February 16, 2019
Notes

Mexican American, American Mexican

Livia Corona Benjamin’s photograph on the cover of February’s edition of the Magazine is no exception. It accompanies a story about children of undocumented immigrants who, even though they are by law US citizens, are still forced to “return” to a place they have never been.

The magazine cover survives in a digital age because no other genre rivals its gorgeous confluence of story, design, and elegant branding. Increasingly fetishized as a luxury good, magazines now compete for readers who are more accustomed to visual risk-taking and interpretive imagery. Since its launch in 2014, The California Sunday Magazine has exemplified this trend. Nearly every issue features thoughtful, original photographs that sharpen the stories they illustrate even as they could stand alone as beautiful works of art.
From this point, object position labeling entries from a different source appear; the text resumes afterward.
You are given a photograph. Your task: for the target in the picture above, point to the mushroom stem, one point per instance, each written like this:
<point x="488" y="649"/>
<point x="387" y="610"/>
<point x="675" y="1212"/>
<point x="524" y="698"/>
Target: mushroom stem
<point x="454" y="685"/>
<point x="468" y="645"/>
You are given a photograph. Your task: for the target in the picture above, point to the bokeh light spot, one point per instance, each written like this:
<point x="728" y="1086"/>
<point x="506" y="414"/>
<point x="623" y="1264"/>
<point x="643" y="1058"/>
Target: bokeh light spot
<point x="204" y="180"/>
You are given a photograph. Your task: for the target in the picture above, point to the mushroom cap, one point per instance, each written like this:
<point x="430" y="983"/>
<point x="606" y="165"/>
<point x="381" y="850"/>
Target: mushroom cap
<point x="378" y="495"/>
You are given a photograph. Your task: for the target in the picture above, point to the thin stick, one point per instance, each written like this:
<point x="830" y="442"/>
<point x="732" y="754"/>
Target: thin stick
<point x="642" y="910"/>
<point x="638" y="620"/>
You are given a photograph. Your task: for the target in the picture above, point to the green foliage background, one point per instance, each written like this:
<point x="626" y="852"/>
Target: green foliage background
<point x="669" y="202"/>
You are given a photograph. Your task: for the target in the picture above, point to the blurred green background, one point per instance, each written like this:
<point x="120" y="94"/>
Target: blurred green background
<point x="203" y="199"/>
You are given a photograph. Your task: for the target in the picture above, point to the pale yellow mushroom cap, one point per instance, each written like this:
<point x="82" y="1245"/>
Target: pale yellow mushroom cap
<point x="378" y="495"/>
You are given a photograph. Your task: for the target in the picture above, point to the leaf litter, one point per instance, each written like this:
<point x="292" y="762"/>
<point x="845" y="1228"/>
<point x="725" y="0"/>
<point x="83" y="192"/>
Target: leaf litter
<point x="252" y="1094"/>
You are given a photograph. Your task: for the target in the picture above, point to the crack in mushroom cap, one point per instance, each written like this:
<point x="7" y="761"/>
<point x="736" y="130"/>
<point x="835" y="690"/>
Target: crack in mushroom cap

Livia Corona Benjamin’s photograph on the cover of February’s edition of the Magazine is no exception. It accompanies a story about children of undocumented immigrants who, even though they are by law US citizens, are still forced to “return” to a place they have never been. Many never have set foot in Mexico. With no fluency in Spanish, they have to figure out how to integrate into a social and education system plagued by scant resources and little inclination to provide for their needs. Their challenges are heartbreaking, but also hard to imagine. Benjamin’s photograph contemplates the foreign reality faced by “de facto deportees,” and helps us to visualize the controversial practice of “reimigration” that sends thousands of American schoolchildren on a permanent semester abroad.

The Magazine’s cover photograph shows Ashley Mantilla walking home from school in rural Mexico State, but it functions as a psychological portrait of a fifteen year-old surrounded by hard realities. Lacerated by power lines, crumbling roads, and a vast sense of emptiness, the photograph is a disorienting reminder of the immigrant’s encounter with physical barriers. That grid of yellow studs, with tails running down on a wave of looming concrete, engulfs the child in the harsh infrastructure of a developing country. It is a dreary place where urban arteries cut across a dogged terrain, and where children like Ashley find themselves in a bleak new world. This may be where the sidewalk ends, but she presses on anyway.

Ashley is a casualty of an aggressive curb on immigration and also a symbol of its severity. American or Mexican, or “American Mexican,” she is part of a growing demographic of young people whose future has been put on hold as they are caught between a political divide.